David Cotterrell is a British visual artist. David works internationally and regularly collaborates with artists, civil servants, academics and administrators to realise art, advocacy and social research projects. David’s work spans galleries, architecture and the public realm. He has realised over 105 exhibitions or public artworks, 40 publications and 75 papers and public lectures in the UK, North America, Europe, Middle East and Asia. In recent years David has been working to develop multidisciplinary interventions within visual arts, theatre and policy.
Cotterrell’s work is diverse and at times playful, but it is consistently informed by research and an analysis of its role within the shared social and physical space that it inhabits. In addition to commissioned artworks and interventions, Cotterrell has collaborated with architects, engineers, masterplanners on strategic projects in British Cities and been involved in debates, exhibitions and events concerning the challenges of urban design, experience and policy in England, China and the US.
David has worked in conflicted landscapes and considered the ethical and practical challenges of humanitarian and military engagement at sites of tension around the world including Palestine, Tunisia, Afghanistan and other regional conflicted contexts. David has held academic posts within the UK since 2000. He was first awarded a personal chair in 2008, was the recipient of the Philip Leverhulme Prize for research in 2010 and was appointed Director of Research and Development at the University of Brighton in 2016. Since 2018 he has held the post of Research Professor at Sheffield Hallam University and is currently Director of the Culture and Creativity Research Institute.

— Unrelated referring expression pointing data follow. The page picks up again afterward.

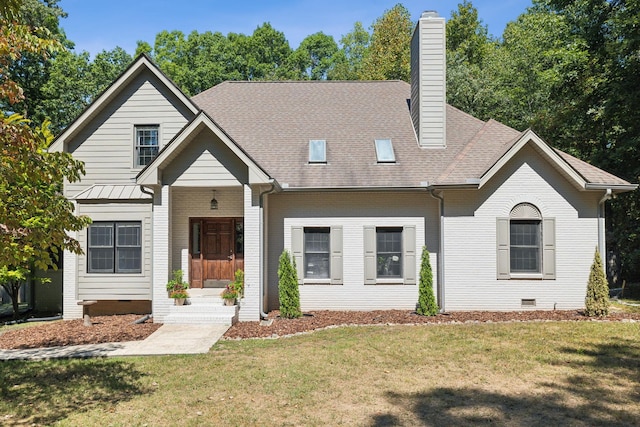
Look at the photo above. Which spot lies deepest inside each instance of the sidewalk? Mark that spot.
(168, 339)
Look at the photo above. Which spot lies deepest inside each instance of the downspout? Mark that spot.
(602, 243)
(441, 249)
(261, 255)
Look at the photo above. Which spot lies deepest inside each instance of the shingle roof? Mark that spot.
(274, 121)
(113, 192)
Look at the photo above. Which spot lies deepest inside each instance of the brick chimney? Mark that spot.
(429, 81)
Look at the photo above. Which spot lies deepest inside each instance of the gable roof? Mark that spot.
(151, 174)
(139, 65)
(274, 121)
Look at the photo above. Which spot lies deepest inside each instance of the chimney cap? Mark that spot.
(429, 14)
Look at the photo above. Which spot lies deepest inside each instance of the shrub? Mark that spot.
(597, 300)
(288, 287)
(426, 299)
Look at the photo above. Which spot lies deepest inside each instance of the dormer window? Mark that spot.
(146, 144)
(317, 151)
(384, 151)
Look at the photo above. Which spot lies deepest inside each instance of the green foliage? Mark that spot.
(427, 305)
(315, 56)
(389, 55)
(597, 300)
(235, 289)
(177, 282)
(288, 287)
(347, 64)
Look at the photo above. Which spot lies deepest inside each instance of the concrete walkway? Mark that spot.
(168, 339)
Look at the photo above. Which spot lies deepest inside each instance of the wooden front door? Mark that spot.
(216, 251)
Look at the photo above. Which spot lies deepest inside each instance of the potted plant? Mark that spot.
(177, 288)
(229, 295)
(179, 296)
(234, 290)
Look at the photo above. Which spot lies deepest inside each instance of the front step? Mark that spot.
(208, 310)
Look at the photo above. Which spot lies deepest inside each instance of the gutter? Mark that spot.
(261, 255)
(441, 301)
(602, 245)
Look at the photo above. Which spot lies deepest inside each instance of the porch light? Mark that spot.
(214, 202)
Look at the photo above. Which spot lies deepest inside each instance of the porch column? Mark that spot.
(160, 256)
(250, 309)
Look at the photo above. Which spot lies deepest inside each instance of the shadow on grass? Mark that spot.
(43, 393)
(602, 387)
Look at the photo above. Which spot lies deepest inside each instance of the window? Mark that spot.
(390, 255)
(115, 247)
(384, 151)
(146, 144)
(389, 252)
(317, 151)
(524, 237)
(317, 253)
(526, 244)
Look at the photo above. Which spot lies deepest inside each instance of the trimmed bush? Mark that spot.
(597, 300)
(426, 299)
(288, 287)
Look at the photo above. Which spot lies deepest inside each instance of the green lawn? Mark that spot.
(571, 373)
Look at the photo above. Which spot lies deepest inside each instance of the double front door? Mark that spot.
(216, 251)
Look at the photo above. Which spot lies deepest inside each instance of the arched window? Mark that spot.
(525, 233)
(526, 244)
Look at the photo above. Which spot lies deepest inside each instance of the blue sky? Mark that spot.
(96, 25)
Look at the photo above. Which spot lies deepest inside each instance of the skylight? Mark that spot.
(317, 151)
(384, 151)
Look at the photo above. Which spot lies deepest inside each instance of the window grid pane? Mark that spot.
(317, 151)
(389, 252)
(317, 254)
(146, 145)
(114, 248)
(525, 246)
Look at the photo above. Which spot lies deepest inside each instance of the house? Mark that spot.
(353, 178)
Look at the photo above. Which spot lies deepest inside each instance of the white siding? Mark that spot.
(106, 143)
(115, 286)
(428, 82)
(195, 203)
(470, 239)
(352, 211)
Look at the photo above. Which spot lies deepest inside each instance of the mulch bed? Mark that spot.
(73, 332)
(323, 319)
(121, 328)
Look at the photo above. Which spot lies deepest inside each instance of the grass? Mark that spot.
(570, 373)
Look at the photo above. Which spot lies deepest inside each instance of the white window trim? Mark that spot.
(526, 211)
(135, 143)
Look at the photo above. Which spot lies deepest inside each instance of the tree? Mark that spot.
(427, 305)
(315, 56)
(34, 215)
(389, 55)
(472, 63)
(30, 70)
(348, 61)
(75, 81)
(288, 287)
(597, 300)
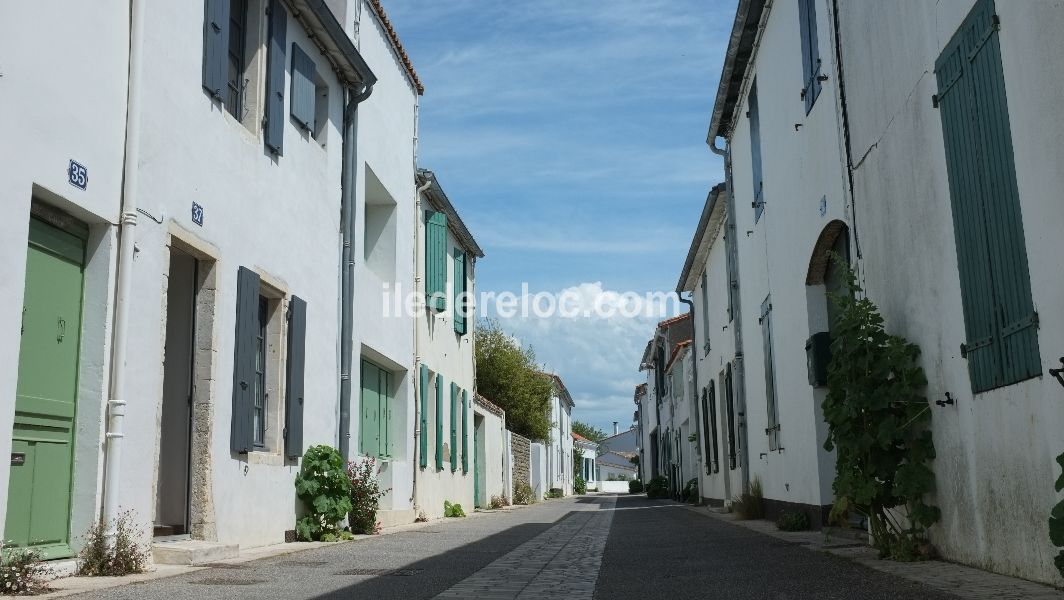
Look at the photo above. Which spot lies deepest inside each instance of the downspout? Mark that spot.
(417, 359)
(348, 181)
(123, 294)
(738, 372)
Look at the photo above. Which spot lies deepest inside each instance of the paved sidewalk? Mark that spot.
(958, 580)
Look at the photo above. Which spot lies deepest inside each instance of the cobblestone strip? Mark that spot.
(563, 561)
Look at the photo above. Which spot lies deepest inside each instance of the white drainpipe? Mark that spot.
(123, 296)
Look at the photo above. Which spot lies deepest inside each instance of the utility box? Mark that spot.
(817, 357)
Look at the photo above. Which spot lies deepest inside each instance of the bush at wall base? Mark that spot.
(658, 487)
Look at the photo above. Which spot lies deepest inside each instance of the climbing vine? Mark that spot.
(878, 420)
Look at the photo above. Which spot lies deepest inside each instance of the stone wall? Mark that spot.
(520, 447)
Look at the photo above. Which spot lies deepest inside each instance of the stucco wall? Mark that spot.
(994, 467)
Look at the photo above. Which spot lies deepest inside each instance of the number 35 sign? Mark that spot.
(78, 176)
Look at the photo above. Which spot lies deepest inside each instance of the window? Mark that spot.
(261, 396)
(810, 52)
(460, 293)
(1001, 343)
(752, 114)
(376, 407)
(705, 314)
(766, 335)
(435, 259)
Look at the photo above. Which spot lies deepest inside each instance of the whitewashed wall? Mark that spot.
(995, 467)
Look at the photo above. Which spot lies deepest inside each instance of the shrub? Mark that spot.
(658, 487)
(21, 572)
(793, 521)
(879, 428)
(524, 494)
(452, 510)
(325, 488)
(125, 555)
(751, 503)
(366, 496)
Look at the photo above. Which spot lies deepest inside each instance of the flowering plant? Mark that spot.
(366, 495)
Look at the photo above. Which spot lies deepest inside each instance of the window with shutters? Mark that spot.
(376, 409)
(759, 184)
(772, 431)
(461, 298)
(1001, 345)
(435, 260)
(810, 53)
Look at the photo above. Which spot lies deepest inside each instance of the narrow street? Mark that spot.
(585, 547)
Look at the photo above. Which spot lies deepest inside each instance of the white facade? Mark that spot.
(454, 436)
(560, 446)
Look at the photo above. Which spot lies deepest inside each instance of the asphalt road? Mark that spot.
(610, 548)
(660, 549)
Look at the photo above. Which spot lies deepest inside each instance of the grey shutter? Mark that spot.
(294, 379)
(759, 199)
(275, 77)
(303, 73)
(242, 437)
(1001, 340)
(215, 47)
(766, 337)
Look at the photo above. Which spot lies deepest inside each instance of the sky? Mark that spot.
(570, 136)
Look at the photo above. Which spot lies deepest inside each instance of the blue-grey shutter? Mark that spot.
(275, 77)
(1001, 343)
(772, 409)
(215, 47)
(810, 52)
(296, 365)
(242, 437)
(303, 73)
(460, 290)
(759, 198)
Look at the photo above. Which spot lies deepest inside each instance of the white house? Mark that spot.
(959, 221)
(449, 435)
(778, 115)
(559, 447)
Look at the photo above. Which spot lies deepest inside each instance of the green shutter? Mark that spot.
(439, 422)
(435, 260)
(460, 290)
(999, 318)
(424, 438)
(370, 405)
(465, 431)
(454, 427)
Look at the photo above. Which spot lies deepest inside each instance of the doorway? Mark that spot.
(46, 397)
(172, 498)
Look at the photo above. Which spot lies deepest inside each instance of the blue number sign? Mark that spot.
(78, 176)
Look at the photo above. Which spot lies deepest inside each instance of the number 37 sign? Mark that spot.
(78, 176)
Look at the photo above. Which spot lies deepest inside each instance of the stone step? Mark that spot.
(192, 551)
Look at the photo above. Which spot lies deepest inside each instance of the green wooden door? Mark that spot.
(38, 494)
(476, 466)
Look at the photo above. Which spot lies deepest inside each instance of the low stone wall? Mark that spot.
(520, 447)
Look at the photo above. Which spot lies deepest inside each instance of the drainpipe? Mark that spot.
(738, 372)
(417, 359)
(348, 180)
(123, 295)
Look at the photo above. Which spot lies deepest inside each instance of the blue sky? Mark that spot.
(570, 137)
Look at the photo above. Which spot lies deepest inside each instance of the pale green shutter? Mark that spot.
(1000, 323)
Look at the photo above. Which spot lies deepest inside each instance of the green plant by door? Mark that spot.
(878, 425)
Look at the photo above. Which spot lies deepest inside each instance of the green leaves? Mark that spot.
(879, 426)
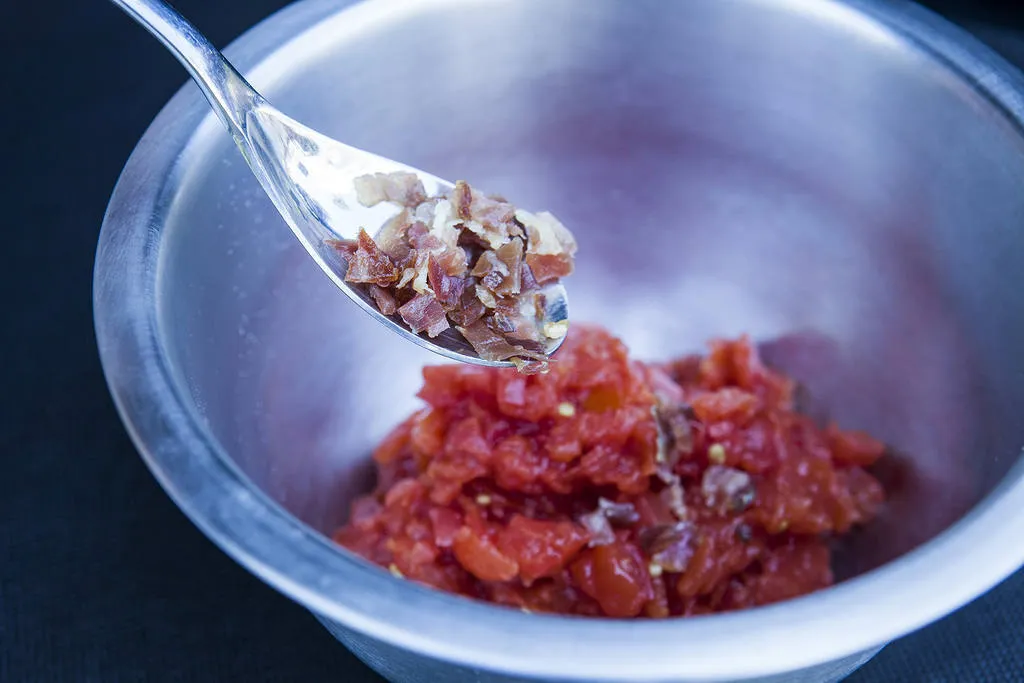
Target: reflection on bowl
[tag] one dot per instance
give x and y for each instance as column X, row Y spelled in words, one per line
column 759, row 166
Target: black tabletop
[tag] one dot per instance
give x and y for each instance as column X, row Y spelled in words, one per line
column 101, row 579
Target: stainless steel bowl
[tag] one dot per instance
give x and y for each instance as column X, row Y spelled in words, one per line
column 854, row 170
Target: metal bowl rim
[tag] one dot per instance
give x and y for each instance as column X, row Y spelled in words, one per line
column 857, row 615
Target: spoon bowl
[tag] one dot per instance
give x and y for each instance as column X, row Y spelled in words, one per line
column 310, row 177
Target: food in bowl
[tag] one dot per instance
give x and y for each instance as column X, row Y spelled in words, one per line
column 613, row 487
column 464, row 259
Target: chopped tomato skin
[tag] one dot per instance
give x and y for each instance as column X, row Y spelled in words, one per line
column 610, row 487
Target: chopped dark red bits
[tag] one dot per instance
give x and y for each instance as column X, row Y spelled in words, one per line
column 610, row 487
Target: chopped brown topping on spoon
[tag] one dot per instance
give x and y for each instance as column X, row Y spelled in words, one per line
column 470, row 261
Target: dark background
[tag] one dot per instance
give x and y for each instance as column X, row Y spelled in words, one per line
column 101, row 579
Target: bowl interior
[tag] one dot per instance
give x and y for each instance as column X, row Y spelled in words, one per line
column 785, row 169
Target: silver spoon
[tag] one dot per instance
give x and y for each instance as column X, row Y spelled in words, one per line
column 308, row 176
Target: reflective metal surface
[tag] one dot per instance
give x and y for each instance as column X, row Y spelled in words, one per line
column 308, row 176
column 849, row 173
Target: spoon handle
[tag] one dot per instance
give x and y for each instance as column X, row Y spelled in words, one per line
column 230, row 95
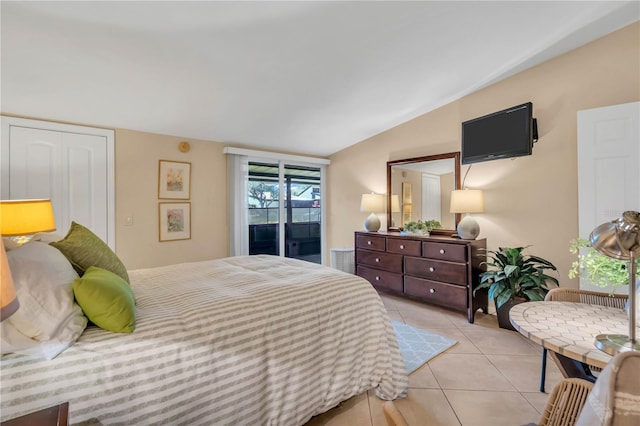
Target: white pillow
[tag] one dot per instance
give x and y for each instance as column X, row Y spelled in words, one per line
column 48, row 318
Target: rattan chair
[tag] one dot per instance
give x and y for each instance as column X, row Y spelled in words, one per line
column 393, row 416
column 580, row 296
column 566, row 402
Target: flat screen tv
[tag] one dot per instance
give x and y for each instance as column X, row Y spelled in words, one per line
column 502, row 134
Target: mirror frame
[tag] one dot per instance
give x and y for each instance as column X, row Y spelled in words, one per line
column 454, row 155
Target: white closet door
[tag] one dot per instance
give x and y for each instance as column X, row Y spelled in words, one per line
column 608, row 173
column 71, row 165
column 85, row 182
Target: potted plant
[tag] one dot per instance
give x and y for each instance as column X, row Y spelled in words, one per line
column 420, row 227
column 515, row 278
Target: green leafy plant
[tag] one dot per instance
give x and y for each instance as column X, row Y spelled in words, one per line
column 516, row 276
column 601, row 270
column 421, row 226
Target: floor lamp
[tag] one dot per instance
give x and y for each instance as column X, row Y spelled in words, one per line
column 620, row 239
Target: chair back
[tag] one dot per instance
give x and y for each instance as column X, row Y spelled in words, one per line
column 566, row 402
column 615, row 398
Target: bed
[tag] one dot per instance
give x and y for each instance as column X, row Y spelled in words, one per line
column 242, row 340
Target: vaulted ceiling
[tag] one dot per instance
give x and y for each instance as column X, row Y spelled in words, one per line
column 307, row 77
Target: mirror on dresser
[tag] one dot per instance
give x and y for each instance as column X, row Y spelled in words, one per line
column 420, row 189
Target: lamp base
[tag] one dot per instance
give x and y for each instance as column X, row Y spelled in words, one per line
column 614, row 343
column 372, row 224
column 468, row 228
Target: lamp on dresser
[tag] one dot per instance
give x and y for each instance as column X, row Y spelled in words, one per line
column 372, row 203
column 22, row 218
column 467, row 201
column 8, row 300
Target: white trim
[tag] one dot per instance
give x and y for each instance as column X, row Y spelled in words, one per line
column 274, row 155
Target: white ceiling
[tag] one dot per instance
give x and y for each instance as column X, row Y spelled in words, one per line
column 305, row 77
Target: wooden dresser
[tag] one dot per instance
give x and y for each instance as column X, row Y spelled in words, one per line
column 439, row 269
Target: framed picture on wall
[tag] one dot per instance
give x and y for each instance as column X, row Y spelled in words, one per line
column 407, row 213
column 174, row 180
column 175, row 221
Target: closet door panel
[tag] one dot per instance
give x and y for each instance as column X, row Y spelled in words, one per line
column 33, row 157
column 85, row 182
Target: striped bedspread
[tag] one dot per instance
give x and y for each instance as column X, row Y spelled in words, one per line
column 255, row 340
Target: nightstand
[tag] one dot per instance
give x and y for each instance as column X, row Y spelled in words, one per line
column 52, row 416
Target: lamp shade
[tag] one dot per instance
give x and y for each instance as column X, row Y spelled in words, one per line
column 24, row 217
column 373, row 203
column 467, row 201
column 8, row 300
column 620, row 239
column 395, row 204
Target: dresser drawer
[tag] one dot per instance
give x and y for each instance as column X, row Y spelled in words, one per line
column 444, row 251
column 370, row 242
column 387, row 261
column 382, row 280
column 452, row 296
column 438, row 270
column 407, row 247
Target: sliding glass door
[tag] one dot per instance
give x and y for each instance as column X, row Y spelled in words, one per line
column 284, row 210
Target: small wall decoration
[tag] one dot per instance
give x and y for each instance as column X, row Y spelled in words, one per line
column 175, row 221
column 174, row 180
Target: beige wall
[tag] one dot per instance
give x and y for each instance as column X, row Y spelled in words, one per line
column 529, row 200
column 137, row 156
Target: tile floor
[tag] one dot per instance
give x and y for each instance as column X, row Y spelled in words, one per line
column 489, row 378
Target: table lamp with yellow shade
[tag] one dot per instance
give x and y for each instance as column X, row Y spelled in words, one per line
column 8, row 301
column 19, row 219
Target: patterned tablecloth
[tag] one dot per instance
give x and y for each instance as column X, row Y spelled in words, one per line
column 569, row 328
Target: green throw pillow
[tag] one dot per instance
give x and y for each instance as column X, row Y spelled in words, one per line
column 83, row 248
column 106, row 299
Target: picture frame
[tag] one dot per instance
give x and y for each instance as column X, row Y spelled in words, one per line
column 174, row 220
column 407, row 213
column 406, row 193
column 174, row 180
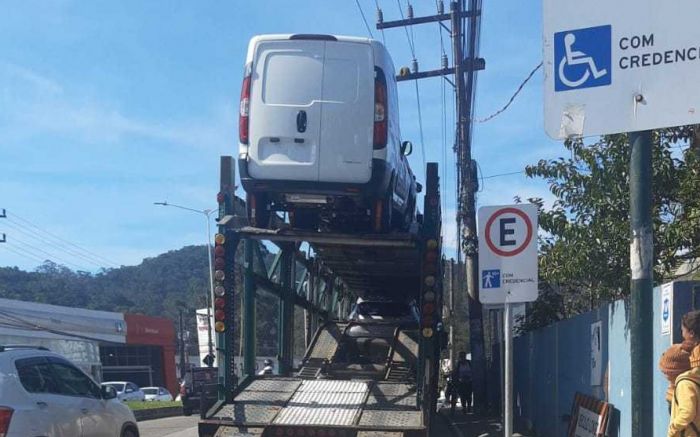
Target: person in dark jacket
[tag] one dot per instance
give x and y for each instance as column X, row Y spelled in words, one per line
column 462, row 379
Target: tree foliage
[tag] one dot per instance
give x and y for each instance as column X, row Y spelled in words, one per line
column 584, row 239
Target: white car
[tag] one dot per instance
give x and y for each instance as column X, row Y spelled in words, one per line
column 319, row 134
column 44, row 394
column 157, row 394
column 126, row 391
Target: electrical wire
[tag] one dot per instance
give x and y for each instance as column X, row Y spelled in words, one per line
column 512, row 98
column 357, row 2
column 376, row 2
column 64, row 241
column 17, row 227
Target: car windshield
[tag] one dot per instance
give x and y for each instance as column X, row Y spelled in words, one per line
column 383, row 309
column 119, row 387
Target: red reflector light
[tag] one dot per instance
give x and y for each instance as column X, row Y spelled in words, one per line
column 244, row 110
column 5, row 417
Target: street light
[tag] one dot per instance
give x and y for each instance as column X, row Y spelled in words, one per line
column 210, row 296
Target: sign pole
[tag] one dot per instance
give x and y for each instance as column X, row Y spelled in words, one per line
column 508, row 398
column 641, row 287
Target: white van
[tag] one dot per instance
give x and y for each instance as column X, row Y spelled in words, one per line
column 319, row 134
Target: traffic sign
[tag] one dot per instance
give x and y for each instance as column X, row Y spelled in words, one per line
column 508, row 254
column 666, row 308
column 620, row 66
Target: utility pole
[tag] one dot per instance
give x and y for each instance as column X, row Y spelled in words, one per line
column 641, row 285
column 467, row 200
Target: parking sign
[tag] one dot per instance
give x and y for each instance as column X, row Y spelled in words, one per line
column 620, row 66
column 508, row 254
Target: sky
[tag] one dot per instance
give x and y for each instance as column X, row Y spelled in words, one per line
column 107, row 107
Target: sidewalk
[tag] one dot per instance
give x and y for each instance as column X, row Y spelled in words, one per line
column 470, row 425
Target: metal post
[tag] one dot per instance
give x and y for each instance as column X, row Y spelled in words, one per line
column 286, row 312
column 641, row 287
column 210, row 295
column 508, row 392
column 249, row 352
column 182, row 346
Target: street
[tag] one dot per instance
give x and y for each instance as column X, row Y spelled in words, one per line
column 180, row 426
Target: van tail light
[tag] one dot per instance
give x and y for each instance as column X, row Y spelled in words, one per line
column 244, row 110
column 5, row 417
column 380, row 109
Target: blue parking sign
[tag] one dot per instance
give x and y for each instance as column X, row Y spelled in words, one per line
column 583, row 58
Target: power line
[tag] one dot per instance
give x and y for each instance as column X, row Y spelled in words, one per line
column 357, row 2
column 16, row 226
column 512, row 98
column 64, row 241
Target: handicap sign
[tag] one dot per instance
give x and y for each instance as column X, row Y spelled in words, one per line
column 583, row 58
column 491, row 279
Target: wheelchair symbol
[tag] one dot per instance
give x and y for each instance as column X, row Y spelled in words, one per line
column 575, row 57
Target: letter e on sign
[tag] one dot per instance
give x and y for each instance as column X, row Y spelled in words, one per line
column 508, row 254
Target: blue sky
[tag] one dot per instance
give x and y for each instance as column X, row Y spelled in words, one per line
column 106, row 107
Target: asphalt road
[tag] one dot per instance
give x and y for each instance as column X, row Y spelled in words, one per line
column 179, row 426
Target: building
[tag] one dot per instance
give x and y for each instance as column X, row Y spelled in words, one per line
column 107, row 345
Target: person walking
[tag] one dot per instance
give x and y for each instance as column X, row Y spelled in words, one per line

David is represented by Danielle Arnaud contemporary art. More information on his work may be found at: https://www.cotterrell.com
Shelly Knotts is an improviser who performs with computers and other humans. Interests in code, data and networks have lead her down strange and diverse musical paths from electroacoustic composition, through jazz and noise music to algorave. She experiments with generative and AI techniques and opinionated algorithms to make music. She has performed at numerous Algoraves and other live coding events worldwide, solo and with collaborative projects including algo-pop duo ALGOBABEZ. In 2017 she was a winner of BBC Radiophonic Workshop and PRSF ‘The Oram Awards’ for innovation in sound and music. Previously she was an academic, researching on projects around the use of AI, data and networks in improvisation and composition.